The study of the results show that optimizing (for example if we could switch the flows) 50% of the packets would require optimizing 20% of the flows and optimizing the 10 % of the flows affect roughly 40% of the packets [4].

3 Routing

Now that we have discussed the traffic pattern of the Internet we may move to the equipment that handle the IP packets, the router. A simple way to tell what a router does is to say that it forwards IP packets and gathers information of the network topology.

3.1 Routing Protocols

Routers get the knowledge of the network routing topology from routing protocols. The topology information is stored in a routing table, which includes the destination network address, next hop (next hop is the address where the packet is next sent) and interface number. The network addresses are 8-32 bit long (prefix). In figure 1 the network prefix data gathered is from MAE-EAST Network Access Point (NAP)[6]. A NAP is a place where ISP's networks exchange data and routing network information.

[MEDLINE Format]

Figure 1. The spread of network route length in MAE-EAST NAP [6].

The most used routing protocols are OSPF, RIP, BGP and EIGPR. Here we discuss the Border Gateway Protocol (BGP) and the Open Shortest Path First (OSPF) protocols in more detail.

BGP4 is the de facto protocol used in routing between Internet Autonomous Systems (AS). Every AS has a specific number that identifies it. The AS is a network area usually administered by an ISP or another large organization. At the edge of an AS routers must run BGP to be able to get information on Internet routes. The neighboring BGP routers change the route and AS routing information using AS-PATH attributes. As an example there are over 50000 routes in each of the FUNET core routers and it receives about 6000 AS-PATH attributes when it starts to build the route database [8][9].

The BGP has an important task of building and updating the routing information in the routing tables. This will be dealt with later in the section on packet forwarding. In addition to the route updating process, BGP-4 also handles the route aggregation so that information about groups of networks may be represented as a single entity in routing tables. For current routers BGP starts to be quite a light protocol. The processing of BGP protocol needs considerably CPU resources only when the process is started.

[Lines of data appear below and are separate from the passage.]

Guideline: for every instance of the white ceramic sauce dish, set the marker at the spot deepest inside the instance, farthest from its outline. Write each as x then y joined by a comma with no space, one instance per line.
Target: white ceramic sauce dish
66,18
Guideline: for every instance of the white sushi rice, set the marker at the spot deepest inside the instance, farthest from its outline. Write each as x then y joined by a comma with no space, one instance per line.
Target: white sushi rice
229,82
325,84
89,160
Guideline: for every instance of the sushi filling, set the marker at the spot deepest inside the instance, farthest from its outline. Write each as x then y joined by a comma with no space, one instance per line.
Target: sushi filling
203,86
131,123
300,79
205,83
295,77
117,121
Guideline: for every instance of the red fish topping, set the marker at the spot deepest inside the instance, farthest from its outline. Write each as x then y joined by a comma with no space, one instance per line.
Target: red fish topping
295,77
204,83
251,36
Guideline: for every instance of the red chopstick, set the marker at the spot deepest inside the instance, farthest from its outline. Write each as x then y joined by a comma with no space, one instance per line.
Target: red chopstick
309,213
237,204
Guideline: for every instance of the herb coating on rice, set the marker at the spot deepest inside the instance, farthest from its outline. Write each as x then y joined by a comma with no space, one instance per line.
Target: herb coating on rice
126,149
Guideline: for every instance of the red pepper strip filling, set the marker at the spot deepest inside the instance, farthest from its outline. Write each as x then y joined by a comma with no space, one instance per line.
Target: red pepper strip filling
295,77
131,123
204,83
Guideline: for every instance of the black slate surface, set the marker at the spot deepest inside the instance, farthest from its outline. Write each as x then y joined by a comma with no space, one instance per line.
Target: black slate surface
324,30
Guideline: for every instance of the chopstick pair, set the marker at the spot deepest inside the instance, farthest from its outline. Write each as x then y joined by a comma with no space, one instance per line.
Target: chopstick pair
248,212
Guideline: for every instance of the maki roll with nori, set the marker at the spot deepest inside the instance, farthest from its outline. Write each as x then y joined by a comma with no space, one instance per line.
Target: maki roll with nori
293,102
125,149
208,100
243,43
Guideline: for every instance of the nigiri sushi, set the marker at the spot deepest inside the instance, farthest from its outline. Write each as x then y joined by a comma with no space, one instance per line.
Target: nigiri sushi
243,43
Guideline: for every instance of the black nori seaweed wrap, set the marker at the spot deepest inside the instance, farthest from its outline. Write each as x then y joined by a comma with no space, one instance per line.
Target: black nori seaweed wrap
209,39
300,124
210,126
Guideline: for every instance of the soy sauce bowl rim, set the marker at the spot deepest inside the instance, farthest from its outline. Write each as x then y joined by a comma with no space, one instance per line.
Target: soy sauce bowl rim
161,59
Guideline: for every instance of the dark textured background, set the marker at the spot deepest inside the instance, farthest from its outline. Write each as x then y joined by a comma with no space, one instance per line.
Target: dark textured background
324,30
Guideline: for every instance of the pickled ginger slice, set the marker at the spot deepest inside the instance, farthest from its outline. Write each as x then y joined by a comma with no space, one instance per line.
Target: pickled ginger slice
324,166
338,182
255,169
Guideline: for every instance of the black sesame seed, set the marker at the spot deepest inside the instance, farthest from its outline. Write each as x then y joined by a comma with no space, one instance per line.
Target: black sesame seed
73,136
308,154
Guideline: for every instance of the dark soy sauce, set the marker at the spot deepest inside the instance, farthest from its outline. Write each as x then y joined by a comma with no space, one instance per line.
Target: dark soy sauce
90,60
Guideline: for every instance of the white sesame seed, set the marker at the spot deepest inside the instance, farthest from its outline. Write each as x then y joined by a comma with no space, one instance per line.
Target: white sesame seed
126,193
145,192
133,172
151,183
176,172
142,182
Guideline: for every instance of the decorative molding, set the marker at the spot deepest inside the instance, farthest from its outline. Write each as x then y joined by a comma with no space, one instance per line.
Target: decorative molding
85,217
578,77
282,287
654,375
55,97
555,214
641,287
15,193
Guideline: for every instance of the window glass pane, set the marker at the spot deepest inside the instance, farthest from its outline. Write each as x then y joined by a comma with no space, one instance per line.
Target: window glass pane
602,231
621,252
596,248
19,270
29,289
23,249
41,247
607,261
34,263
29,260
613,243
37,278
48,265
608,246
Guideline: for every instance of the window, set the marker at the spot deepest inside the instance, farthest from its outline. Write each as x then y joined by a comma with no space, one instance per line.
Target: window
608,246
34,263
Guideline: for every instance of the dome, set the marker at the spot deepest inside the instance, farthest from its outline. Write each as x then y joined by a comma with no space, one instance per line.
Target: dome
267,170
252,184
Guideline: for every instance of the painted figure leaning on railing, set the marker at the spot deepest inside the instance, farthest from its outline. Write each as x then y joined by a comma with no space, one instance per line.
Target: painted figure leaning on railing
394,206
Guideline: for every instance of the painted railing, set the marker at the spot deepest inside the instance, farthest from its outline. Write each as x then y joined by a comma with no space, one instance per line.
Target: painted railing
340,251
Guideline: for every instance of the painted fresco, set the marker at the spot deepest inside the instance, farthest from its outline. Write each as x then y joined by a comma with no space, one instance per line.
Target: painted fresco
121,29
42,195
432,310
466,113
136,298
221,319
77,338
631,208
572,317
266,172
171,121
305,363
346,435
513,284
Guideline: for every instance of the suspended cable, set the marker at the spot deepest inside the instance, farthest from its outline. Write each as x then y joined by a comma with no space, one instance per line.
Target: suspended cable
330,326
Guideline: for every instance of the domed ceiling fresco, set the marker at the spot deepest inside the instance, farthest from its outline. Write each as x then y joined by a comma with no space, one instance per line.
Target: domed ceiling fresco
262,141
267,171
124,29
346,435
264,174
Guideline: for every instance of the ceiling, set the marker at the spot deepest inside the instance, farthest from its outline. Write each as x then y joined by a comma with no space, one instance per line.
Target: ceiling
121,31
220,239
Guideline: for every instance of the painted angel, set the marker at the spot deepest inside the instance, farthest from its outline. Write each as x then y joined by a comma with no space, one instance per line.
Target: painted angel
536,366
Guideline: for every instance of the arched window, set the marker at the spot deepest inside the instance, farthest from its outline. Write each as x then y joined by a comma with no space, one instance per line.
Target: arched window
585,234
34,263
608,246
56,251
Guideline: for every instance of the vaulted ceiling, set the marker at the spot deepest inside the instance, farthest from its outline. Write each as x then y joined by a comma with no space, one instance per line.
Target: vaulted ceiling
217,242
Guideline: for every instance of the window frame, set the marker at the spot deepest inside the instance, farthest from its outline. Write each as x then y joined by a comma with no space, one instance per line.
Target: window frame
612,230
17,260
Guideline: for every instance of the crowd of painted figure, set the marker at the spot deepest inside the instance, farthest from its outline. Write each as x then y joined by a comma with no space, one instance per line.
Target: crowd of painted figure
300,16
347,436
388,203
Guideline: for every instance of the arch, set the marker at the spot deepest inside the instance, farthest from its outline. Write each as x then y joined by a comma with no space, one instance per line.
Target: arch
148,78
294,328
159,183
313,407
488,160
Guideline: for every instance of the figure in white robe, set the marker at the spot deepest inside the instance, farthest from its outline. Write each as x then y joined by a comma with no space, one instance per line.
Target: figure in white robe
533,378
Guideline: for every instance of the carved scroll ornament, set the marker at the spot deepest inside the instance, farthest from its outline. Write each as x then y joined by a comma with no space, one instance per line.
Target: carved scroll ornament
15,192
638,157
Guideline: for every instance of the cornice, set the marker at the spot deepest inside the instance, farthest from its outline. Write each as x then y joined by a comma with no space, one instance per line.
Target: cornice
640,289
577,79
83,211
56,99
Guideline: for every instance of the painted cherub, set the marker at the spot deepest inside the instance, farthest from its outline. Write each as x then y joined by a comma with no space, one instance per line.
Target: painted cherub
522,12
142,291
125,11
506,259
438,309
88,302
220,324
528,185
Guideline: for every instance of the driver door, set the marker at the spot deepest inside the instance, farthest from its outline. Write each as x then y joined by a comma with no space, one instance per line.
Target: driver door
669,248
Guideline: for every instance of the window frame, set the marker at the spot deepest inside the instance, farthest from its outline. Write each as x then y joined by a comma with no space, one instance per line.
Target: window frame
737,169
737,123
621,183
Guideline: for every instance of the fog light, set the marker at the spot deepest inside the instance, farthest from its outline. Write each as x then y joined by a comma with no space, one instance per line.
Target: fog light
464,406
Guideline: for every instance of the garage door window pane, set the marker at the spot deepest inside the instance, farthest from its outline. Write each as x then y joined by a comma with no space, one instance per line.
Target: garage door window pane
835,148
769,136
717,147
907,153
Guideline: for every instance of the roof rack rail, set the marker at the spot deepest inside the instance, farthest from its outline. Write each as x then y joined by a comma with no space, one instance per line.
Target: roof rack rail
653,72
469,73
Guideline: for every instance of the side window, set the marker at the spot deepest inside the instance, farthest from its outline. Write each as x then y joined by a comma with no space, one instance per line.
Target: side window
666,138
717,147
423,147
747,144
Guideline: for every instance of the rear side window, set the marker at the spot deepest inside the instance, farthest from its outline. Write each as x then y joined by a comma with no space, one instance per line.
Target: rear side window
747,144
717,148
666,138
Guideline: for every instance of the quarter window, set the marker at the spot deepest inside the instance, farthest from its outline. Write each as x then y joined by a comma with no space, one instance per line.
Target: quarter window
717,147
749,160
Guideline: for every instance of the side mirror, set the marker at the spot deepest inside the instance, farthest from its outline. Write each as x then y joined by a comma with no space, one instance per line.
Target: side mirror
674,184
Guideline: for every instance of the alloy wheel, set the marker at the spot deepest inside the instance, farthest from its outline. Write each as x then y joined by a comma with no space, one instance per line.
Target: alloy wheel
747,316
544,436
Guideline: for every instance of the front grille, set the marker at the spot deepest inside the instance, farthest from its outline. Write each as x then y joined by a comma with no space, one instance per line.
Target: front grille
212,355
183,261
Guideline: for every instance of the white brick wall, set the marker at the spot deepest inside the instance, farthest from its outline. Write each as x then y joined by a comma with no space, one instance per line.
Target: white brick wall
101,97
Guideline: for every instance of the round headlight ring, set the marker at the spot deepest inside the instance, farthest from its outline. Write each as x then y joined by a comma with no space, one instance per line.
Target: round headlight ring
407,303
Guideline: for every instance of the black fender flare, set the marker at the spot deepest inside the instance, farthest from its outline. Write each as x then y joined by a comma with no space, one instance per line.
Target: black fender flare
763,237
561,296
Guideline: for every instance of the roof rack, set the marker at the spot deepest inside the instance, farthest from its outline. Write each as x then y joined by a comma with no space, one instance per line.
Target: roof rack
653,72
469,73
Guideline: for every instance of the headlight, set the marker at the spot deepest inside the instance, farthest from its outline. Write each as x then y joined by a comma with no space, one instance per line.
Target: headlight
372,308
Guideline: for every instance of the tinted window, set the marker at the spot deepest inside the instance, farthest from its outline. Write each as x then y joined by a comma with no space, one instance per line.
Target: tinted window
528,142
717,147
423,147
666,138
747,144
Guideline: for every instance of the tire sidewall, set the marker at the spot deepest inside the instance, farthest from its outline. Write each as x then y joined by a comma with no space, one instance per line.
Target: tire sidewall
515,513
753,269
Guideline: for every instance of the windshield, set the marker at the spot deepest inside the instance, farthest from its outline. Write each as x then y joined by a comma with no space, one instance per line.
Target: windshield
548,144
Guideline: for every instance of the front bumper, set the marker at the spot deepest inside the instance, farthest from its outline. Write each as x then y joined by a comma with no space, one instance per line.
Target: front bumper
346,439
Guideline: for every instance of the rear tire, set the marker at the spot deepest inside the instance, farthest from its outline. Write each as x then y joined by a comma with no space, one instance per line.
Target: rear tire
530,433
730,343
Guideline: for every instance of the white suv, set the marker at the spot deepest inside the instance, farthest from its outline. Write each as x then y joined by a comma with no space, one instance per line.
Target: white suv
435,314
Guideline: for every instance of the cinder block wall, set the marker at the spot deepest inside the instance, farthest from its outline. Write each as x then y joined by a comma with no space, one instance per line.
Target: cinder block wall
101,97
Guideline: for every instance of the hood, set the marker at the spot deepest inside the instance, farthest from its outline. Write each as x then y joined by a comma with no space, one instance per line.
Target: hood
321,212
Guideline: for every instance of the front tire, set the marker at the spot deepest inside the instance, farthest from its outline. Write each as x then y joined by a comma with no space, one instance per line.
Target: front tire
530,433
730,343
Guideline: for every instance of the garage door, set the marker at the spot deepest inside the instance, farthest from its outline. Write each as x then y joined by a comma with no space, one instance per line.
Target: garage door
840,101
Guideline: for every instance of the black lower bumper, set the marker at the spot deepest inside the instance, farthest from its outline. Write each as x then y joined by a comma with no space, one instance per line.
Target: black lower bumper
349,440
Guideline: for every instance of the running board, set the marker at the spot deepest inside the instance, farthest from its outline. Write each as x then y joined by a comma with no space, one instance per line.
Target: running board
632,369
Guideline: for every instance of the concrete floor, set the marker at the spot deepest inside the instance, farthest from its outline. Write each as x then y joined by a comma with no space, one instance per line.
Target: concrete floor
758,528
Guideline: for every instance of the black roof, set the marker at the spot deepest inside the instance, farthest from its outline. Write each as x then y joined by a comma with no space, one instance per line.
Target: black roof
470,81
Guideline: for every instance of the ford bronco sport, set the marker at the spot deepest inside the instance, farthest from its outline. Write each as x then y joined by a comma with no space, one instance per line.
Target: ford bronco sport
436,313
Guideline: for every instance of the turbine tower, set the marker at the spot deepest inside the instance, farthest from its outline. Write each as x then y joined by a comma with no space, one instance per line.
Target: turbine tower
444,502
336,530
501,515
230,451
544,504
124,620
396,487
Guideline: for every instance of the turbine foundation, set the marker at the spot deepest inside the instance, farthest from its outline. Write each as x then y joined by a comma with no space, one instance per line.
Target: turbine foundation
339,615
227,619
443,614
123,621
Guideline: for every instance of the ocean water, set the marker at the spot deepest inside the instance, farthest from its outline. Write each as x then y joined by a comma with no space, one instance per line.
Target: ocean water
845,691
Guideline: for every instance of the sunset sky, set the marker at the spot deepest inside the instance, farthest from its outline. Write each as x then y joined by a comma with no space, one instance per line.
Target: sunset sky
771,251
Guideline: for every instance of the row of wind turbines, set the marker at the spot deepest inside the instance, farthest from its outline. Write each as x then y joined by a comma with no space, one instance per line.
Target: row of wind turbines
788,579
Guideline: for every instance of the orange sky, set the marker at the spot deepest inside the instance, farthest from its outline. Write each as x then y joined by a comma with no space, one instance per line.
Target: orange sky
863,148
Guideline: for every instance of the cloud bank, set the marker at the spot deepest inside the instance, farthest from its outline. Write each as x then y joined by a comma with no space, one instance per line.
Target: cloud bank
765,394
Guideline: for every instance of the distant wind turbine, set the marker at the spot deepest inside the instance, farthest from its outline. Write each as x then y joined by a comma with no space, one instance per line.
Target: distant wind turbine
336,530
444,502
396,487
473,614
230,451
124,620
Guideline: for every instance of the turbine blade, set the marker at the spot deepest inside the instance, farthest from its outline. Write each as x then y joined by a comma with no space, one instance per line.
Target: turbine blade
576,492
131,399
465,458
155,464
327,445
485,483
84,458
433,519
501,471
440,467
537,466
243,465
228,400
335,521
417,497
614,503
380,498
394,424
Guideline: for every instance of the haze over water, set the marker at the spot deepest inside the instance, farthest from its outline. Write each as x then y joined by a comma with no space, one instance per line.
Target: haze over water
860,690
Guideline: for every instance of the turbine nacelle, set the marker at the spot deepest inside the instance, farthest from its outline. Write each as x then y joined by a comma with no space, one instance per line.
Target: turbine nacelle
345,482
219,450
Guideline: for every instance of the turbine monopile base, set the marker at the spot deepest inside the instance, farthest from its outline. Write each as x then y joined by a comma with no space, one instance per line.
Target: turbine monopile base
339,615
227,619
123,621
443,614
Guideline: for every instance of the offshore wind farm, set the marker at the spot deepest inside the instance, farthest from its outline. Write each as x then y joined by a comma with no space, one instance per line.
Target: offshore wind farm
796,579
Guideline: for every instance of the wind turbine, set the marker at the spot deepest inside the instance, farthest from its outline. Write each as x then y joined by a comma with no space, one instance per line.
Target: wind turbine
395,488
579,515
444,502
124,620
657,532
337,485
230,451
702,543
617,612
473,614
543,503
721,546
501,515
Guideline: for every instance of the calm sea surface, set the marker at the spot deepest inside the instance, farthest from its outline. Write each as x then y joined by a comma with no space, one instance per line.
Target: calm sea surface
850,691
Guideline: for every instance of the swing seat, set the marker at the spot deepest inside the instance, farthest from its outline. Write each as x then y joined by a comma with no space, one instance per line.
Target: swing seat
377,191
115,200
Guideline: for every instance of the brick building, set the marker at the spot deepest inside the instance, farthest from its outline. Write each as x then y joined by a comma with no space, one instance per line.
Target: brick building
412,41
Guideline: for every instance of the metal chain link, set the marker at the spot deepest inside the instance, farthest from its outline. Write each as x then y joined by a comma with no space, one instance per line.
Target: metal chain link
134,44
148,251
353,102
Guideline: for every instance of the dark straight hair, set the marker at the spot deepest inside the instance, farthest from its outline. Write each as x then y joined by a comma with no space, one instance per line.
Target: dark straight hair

OSPF is widely used in inter domain routing, inside Autonomous Systems (AS). It is a link-state protocol, which means that every router keeps track of the connection to its neighbors. Each router calculates an "open shortest path" to the other routers. It builds a tree with itself as the root. The tree may be calculated using Dijkstra algorithm [7]. Usually the closed OSPF routing area has a default route to a core Internet router, which is running BGP. In this way the core router knows about both the local AS and other parts of the Internet.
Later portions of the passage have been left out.